There are few situations where a 302 temporary redirect would be preferable over a 301 permanent redirect — except for when website content needs to be moved temporarily, such as when a site is undergoing maintenance and visitors need to be directed to a different domain to consume their content.

301 Redirect Mistakes to Avoid

Now that you understand the importance of the 301 redirect, we’ll review common steps in the process to review to make sure you don’t make a mistake that could adversely impact your site’s SEO.

1. Setting up a 302 redirect between versions of your domains.

301 redirects point the power of inbound links from one URL to another, and although it might not look like it, http://blog.hubspot.com and blog.hubspot.com are two different URLs. Make sure you set up a 301 redirect from all of the different iterations of your brand’s domain to boost your search engine results.

2. Setting up a 301 redirect after creating a new page.

Back in 2010, Toys ‘R Us purchased the toys.com domain without setting up a 301 redirect first, and their new site’s SEO results plummeted because it was re-crawled by Google as a brand-new domain without inbound links from the original Toys ‘R Us domain pointing to it. Be sure to set up the 301 redirect before migrating your website content so your site doesn’t lose traffic in the process.
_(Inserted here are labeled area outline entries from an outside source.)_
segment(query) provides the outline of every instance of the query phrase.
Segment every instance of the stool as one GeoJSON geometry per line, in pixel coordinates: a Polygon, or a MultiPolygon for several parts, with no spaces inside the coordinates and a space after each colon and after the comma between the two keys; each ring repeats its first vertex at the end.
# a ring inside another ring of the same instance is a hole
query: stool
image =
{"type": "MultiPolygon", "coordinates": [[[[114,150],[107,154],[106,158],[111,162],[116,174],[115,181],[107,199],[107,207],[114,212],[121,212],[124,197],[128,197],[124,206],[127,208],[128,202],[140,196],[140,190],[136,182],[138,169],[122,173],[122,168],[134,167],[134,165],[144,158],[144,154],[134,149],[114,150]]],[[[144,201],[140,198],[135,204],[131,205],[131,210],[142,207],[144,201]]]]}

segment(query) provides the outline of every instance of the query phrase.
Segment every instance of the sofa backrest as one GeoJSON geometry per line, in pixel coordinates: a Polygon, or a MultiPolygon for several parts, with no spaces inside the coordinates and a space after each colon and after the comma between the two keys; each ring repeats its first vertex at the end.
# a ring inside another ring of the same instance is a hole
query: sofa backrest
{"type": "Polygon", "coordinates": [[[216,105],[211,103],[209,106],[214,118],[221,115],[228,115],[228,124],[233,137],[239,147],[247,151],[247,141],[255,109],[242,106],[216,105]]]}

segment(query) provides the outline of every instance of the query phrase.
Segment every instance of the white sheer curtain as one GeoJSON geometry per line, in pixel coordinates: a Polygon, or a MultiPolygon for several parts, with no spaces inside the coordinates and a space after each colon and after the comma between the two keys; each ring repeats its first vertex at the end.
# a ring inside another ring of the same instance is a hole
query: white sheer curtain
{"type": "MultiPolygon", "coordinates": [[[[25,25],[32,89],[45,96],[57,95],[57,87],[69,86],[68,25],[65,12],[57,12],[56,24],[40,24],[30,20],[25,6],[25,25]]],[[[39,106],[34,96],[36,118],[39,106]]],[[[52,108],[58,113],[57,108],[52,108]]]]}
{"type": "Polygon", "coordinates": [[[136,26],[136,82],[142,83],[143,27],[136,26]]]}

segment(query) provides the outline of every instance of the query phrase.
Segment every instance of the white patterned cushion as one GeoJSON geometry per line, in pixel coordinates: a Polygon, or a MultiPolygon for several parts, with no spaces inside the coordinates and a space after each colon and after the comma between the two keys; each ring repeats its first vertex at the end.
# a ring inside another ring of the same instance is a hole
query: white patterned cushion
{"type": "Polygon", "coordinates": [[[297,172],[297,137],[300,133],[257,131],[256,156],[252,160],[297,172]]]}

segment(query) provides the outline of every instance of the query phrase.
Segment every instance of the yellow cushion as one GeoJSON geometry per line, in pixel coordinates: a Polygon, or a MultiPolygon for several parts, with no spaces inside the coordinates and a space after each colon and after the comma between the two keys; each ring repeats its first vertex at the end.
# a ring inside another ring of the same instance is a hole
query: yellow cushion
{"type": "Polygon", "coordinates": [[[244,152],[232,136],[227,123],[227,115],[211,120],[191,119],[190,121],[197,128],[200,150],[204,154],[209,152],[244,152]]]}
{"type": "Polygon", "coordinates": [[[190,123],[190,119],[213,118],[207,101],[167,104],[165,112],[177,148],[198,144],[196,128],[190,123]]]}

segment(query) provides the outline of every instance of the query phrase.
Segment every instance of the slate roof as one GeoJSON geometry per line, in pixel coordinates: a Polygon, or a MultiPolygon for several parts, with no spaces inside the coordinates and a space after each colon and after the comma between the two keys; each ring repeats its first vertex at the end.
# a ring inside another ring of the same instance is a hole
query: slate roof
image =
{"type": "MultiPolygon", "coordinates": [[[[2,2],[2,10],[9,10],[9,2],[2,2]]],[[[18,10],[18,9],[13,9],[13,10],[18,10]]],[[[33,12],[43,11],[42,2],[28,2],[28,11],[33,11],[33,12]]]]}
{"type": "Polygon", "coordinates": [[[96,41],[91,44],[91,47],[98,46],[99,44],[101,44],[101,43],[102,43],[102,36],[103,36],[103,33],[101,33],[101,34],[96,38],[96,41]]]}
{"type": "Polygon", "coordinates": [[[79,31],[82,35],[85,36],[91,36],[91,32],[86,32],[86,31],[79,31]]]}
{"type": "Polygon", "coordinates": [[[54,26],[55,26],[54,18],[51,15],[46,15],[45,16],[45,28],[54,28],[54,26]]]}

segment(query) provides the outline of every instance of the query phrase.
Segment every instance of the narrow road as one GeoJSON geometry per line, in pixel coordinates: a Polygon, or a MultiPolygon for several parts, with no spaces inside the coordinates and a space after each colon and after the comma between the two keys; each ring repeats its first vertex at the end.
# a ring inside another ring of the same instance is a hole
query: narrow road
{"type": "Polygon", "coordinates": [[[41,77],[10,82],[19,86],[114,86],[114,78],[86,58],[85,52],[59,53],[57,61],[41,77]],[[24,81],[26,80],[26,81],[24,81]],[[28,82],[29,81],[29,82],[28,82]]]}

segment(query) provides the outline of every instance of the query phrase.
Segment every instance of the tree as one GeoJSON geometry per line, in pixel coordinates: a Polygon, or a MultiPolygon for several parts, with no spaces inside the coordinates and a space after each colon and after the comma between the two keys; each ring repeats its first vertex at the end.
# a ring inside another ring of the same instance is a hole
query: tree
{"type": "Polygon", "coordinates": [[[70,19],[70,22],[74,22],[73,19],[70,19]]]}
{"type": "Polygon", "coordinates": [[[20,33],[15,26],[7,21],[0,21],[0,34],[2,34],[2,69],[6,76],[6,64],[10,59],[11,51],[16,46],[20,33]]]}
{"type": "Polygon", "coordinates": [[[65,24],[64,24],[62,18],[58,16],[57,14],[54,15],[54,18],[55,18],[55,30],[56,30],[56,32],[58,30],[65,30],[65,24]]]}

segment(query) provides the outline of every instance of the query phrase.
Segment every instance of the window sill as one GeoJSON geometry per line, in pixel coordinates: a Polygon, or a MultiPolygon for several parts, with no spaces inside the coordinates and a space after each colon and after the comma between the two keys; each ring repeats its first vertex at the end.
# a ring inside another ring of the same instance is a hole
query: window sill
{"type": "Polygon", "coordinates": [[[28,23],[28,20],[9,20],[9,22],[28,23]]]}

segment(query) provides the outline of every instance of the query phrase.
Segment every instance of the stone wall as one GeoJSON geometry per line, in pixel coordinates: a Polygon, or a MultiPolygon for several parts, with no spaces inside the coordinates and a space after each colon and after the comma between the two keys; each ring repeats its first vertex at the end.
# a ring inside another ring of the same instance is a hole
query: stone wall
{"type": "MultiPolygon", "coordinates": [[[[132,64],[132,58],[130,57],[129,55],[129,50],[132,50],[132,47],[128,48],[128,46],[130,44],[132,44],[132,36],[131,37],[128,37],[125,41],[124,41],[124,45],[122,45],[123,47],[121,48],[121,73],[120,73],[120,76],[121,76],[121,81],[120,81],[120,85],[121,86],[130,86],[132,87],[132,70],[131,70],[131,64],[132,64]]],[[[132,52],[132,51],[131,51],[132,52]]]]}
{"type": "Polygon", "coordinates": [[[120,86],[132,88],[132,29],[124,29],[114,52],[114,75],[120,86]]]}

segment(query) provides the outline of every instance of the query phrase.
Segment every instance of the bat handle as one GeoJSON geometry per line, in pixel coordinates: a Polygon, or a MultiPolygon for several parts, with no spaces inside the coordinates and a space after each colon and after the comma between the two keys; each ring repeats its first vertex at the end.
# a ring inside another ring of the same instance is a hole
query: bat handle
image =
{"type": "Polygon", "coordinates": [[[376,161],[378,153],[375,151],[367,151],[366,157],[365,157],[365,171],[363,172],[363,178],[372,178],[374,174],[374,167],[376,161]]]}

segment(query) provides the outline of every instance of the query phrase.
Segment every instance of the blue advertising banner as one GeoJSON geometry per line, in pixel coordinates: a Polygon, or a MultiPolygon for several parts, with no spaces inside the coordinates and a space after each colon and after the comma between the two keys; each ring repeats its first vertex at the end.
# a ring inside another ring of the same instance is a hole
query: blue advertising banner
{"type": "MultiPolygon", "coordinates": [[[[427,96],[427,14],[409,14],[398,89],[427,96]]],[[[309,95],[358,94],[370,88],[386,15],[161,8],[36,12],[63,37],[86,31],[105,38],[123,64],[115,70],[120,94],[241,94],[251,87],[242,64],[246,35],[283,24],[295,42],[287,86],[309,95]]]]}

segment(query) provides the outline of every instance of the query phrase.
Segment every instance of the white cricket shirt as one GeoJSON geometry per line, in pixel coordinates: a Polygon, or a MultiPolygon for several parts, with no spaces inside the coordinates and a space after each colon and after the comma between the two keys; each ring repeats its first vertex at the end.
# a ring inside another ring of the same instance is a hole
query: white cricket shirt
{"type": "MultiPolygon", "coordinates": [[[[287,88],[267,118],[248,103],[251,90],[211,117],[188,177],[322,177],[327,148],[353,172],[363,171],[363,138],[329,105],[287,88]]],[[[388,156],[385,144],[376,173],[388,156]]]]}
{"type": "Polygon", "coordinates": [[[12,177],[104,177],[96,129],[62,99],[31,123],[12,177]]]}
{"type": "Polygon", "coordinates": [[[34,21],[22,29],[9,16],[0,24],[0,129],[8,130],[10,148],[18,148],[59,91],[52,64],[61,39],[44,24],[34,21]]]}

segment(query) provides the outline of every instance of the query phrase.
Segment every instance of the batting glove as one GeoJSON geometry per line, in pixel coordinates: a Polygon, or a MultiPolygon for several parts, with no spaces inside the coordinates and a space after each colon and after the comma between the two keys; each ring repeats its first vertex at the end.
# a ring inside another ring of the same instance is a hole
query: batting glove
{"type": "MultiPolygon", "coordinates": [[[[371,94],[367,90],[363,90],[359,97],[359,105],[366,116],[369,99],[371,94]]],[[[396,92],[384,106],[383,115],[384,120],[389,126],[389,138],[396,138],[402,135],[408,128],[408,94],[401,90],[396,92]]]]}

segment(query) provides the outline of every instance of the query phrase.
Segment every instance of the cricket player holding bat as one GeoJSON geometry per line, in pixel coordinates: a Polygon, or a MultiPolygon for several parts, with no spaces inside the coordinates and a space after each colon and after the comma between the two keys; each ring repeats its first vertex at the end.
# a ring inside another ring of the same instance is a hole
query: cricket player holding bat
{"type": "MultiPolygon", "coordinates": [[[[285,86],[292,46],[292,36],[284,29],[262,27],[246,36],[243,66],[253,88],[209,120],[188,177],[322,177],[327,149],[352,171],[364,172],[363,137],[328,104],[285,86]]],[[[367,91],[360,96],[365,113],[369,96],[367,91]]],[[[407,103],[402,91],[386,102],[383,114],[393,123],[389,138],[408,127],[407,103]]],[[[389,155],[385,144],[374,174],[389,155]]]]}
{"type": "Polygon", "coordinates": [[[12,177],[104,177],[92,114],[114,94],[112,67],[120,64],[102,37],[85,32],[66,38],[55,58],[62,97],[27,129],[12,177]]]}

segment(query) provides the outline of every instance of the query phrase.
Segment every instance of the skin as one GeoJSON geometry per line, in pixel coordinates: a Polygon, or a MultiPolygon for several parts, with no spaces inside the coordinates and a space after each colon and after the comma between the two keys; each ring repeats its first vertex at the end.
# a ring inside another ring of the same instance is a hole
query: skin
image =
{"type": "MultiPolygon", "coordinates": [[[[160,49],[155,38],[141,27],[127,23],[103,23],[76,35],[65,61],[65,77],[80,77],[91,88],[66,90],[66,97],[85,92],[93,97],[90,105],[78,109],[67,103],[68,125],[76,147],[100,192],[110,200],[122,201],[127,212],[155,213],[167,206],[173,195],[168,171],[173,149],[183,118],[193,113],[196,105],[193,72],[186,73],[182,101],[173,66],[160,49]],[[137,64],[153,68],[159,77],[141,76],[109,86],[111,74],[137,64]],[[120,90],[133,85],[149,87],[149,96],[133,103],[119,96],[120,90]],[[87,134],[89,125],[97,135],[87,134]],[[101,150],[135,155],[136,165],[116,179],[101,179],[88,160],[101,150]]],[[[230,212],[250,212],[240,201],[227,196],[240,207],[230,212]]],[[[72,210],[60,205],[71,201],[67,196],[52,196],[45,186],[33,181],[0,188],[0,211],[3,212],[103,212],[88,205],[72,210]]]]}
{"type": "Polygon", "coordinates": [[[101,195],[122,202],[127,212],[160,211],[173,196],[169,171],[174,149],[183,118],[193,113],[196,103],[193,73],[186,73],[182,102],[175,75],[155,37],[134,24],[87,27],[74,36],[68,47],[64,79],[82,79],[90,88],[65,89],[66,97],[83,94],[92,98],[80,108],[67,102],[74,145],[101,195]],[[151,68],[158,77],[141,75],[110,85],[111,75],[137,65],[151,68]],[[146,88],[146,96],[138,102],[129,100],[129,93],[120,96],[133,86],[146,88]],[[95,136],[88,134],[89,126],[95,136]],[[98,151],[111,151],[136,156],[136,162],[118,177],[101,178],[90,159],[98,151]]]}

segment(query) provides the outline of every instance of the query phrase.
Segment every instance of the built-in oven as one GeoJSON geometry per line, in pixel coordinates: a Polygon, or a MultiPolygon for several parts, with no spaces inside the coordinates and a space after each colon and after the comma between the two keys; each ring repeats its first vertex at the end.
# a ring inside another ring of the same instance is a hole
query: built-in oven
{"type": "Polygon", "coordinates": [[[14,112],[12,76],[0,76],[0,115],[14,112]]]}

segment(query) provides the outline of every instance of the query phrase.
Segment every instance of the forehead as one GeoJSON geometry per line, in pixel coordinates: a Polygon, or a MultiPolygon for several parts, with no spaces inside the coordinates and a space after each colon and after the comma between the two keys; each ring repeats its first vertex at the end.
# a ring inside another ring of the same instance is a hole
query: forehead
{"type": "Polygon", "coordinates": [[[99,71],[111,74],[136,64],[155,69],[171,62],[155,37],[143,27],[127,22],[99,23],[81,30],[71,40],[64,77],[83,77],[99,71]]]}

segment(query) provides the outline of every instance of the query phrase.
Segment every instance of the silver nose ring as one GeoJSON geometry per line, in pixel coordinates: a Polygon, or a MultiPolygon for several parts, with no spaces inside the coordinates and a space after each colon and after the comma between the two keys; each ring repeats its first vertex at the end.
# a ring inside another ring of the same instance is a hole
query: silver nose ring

3. Using a 302 redirect during content migration.

Unless you’re temporarily migrating your website’s content while updating or repairing your website, use a 301 redirect to maintain the inbound links and your search rankings while making changes to your domain.

4. Having redirects link to outdated content.

If you don’t set up redirects from the older internal links on your website (such as a link to your company blog on your homepage), you’ll create a bad user experience for site visitors who click on these older, not-directed links. The old internal link will eventually kick over to the new domain, but it might take several seconds or show a white screen in the meantime.

The good news is that it’s easy to set up a 301 redirect correctly following the steps above and if you’re using HubSpot software to optimize your website. We wish you the best of luck with your next website redirect and moving process. (P.S. – We can help with one of those.)

5. Redirect a page with a different intent than the destination page.

This will be a breeze with proper organization and record keeping, but make sure that you’re redirecting to the correct pages. To illustrate, you wouldn’t want to redirect a user looking for your homepage to your blog page.

Keeping this transition smooth will contribute to SEO being accurate, and will lead to more happy visitors to your site.

Whether you’re thinking about overhauling all content in a site migration, or you’re just refurbishing some outdated webpages, 301 redirects help. If you’re planning out this new stage, think about incorporating them in your project; your SEO won’t take a dive and website visitors will continue to find the helpful content they’re looking for.